Top Albums of 2014 (me)

Year end lists are a fun rite of passage for the Internet age.  I swear there are millions of them out there by now, and after seeing Rolling Stone put its top 40 out in the magazine, I thought I'd take a swing at a top ten as well.

While Wikipedia's information is going to be suspect (for example, Miranda Lambert's album is missing from the list of 2014 albums), it is what I have available to easily see what was released in 2014.  Of note:
  • Who out there knew that the Presidents of the United States of America were still releasing albums?  Not me!  They put out two this year.
  • There is a band called I Killed the Prom Queen.  Of course there is.
  • Sebastian Bach, Winger, and Tesla all put out new albums this year.  WTF?!?  Who buys that crap?  And someone said Rock and Roll was dead!
2014 has been a good year.  I have listened to a freaking TON of music this year.  I actually think it has made me more discerning, but it also has made it significantly harder to recall what I listened to and what I thought.  When I was in high school and could only afford 1 or 2 CDs a month, I really knew those CDs.  But now that I can hear a million different things at any given time, I just don't get that same deep level of digging in to music, unless it is so good that I keep going back to it again and again.  These ten albums listed here seem like albums I will keep around.

Anyway, my top ten.  I ran through Wikipedia's list of albums released this year and listed out the ones that I had heard.  From those, I started comparing them to each other to see which one I would rather hear forever.  Kind of the like way Flickchart does their movie rankings - compare one to the other and see which one wins.  I'm still not entirely satisfied that the order of these is right, but I feel pretty good that these ten belong in my top ten in some order.
  1. First Aid Kit – Stay Gold
  2. Beck – Morning Phase
  3. Weezer – Everything Will Be Alright in the End
  4. Spanish Gold – Spanish Gold
  5. Hozier – Hozier
  6. U2 – Songs of Innocence
  7. Gary Clark Jr. – Live
  8. Spoon – They Want My Soul
  9. St. Vincent – St. Vincent
  10. Foo Fighters – Sonic Highways
Interesting that I ended up being pretty chilled up there in my top two, and that no rap made my list at all.  Stay Gold is such a beautiful thing.  Feels classic while new.  Longing and gentle and effective to change my mood, which is an amazing thing in music.  I don't think Morning Phase was as good as Beck's Sea Change, but its still an excellent album.  I think I've talked enough about the rest of those, but this was a good year for music.

The albums that just missed the cut are TV on the Radio’s Seeds, Real Estate’s Atlas, Run the Jewels’ Run the Jewels 2, Sturgill Simpson’s Metamodern Sounds in Country Music, and Coldplay’s Ghost Stories.
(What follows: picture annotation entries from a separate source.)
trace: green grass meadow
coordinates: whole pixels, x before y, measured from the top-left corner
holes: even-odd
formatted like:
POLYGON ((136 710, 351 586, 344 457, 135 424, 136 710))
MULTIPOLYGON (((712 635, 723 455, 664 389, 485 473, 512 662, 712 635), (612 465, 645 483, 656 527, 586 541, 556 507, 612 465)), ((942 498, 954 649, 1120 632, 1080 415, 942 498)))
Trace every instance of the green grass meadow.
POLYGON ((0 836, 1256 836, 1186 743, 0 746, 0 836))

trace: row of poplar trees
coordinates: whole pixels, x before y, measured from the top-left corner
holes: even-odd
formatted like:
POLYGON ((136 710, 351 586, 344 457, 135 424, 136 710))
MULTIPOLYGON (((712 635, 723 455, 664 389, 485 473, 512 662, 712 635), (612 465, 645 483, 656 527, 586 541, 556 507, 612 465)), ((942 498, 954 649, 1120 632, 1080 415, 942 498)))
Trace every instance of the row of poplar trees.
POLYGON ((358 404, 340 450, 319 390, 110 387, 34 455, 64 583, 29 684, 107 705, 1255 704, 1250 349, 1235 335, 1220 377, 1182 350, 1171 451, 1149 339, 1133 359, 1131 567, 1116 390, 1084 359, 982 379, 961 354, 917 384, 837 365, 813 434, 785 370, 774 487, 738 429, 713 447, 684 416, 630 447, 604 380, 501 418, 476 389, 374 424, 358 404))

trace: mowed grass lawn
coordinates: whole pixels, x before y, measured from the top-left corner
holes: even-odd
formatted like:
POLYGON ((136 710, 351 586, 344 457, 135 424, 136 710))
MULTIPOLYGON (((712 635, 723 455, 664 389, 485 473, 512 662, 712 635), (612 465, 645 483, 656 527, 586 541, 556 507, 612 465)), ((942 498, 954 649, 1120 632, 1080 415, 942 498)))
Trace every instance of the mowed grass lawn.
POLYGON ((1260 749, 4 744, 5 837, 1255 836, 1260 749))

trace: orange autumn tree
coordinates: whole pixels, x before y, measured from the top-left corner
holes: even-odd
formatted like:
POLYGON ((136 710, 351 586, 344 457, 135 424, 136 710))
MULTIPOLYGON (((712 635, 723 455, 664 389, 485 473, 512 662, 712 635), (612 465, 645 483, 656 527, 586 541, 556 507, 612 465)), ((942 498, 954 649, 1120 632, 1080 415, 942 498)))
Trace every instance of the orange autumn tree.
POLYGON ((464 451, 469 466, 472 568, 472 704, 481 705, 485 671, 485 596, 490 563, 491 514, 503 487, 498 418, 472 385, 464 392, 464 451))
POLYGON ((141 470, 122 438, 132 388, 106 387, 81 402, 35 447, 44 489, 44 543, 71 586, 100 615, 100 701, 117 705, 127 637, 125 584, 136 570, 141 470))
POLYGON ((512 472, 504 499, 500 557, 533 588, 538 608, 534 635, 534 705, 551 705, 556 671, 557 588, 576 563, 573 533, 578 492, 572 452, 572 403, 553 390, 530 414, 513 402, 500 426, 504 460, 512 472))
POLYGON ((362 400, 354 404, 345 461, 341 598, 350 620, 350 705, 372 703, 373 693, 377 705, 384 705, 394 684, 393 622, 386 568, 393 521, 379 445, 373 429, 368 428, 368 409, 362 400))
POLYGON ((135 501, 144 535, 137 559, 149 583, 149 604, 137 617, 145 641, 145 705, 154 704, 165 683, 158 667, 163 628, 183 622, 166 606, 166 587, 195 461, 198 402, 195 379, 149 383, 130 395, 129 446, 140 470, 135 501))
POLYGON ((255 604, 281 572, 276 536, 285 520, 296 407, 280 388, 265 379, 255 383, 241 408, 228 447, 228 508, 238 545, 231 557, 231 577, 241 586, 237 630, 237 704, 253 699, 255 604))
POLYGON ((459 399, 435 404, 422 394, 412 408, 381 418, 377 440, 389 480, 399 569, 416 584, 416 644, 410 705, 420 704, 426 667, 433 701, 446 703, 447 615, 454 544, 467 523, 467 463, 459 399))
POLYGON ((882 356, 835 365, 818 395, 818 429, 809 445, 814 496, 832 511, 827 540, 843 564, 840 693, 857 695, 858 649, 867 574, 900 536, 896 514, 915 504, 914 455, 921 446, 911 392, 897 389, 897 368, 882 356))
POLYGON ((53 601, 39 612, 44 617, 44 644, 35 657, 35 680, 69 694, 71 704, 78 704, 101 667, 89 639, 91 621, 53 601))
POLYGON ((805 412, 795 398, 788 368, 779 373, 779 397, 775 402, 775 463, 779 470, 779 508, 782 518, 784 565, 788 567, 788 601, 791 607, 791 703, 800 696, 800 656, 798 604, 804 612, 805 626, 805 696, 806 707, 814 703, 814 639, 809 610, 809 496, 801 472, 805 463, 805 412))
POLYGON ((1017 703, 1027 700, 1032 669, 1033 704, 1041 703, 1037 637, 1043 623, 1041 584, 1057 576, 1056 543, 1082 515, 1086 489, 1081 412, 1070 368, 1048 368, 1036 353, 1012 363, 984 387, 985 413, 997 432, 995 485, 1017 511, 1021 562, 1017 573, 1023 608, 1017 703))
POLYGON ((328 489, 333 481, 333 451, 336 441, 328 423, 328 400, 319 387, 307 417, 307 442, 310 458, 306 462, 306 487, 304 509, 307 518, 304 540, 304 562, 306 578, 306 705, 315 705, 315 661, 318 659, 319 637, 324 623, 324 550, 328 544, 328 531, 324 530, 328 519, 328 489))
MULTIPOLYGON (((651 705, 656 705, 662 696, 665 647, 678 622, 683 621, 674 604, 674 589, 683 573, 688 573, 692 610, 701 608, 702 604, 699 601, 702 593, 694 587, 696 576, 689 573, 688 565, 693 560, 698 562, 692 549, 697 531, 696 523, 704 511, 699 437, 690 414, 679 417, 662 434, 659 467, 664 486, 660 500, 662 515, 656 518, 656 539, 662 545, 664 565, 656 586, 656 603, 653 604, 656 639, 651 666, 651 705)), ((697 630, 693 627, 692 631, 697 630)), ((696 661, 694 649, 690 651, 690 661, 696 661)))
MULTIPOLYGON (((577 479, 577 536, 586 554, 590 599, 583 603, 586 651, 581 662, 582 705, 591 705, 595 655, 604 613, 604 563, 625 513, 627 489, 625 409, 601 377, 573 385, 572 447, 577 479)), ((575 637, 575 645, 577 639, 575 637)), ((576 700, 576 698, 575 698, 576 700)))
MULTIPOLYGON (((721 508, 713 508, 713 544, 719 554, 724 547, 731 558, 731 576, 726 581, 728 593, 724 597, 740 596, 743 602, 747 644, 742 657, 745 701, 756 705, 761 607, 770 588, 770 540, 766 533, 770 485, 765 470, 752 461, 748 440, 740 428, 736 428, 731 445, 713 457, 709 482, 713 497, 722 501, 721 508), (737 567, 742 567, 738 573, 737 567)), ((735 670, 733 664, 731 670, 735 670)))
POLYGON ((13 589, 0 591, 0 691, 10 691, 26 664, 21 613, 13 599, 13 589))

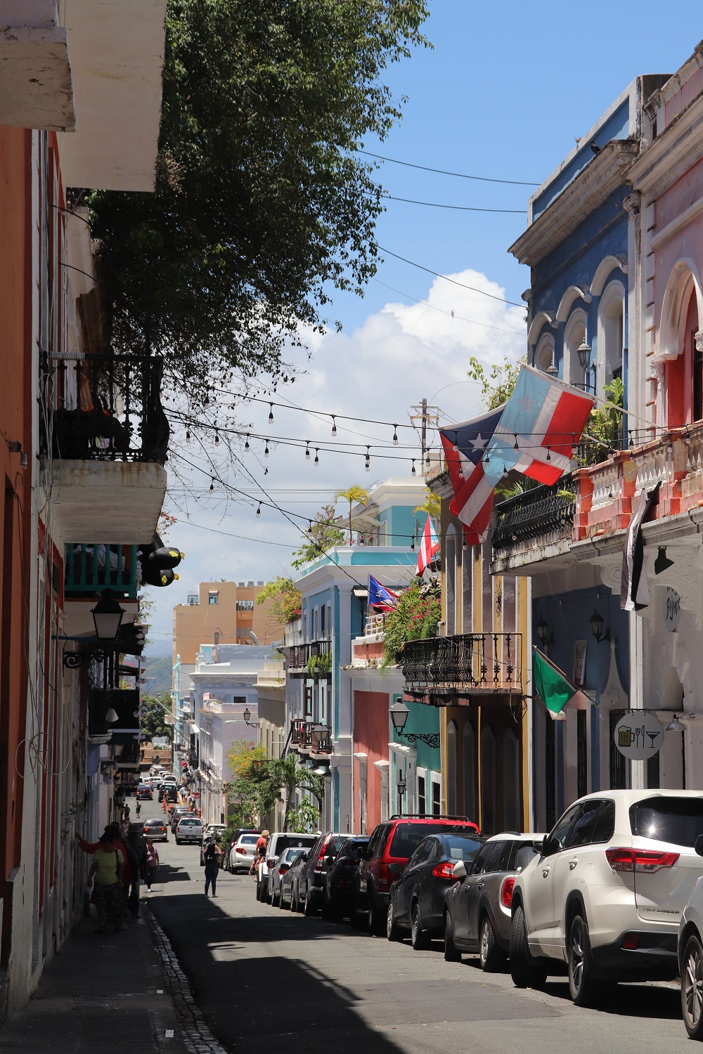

Honorable mentions: Temples’ Sun Structures, Jack White’s Lazaretto, YG's My Krazy Life, Benjamin Booker’s Benjamin Booker, Death from Above 1979’s The Physical World, New Pornographers' Brill Bruisers, Old 97’s Most Messed Up, Schoolboy Q’s Oxymoron, Maroon 5’s V (I know, weird, but that Levine guy knows how to make serious pop hooks), and I’d like to say Black Key’s Turn Blue, but since I haven’t heard the whole album, I can’t include it above.

I hope that 2015 will be just as strong, and that I can keep up with talking about this stuff over the year.  Happy New Year!


1 comment:

Joseph Cathey said...

Did you mean that the Foo Fighters were #100? You left off a "0".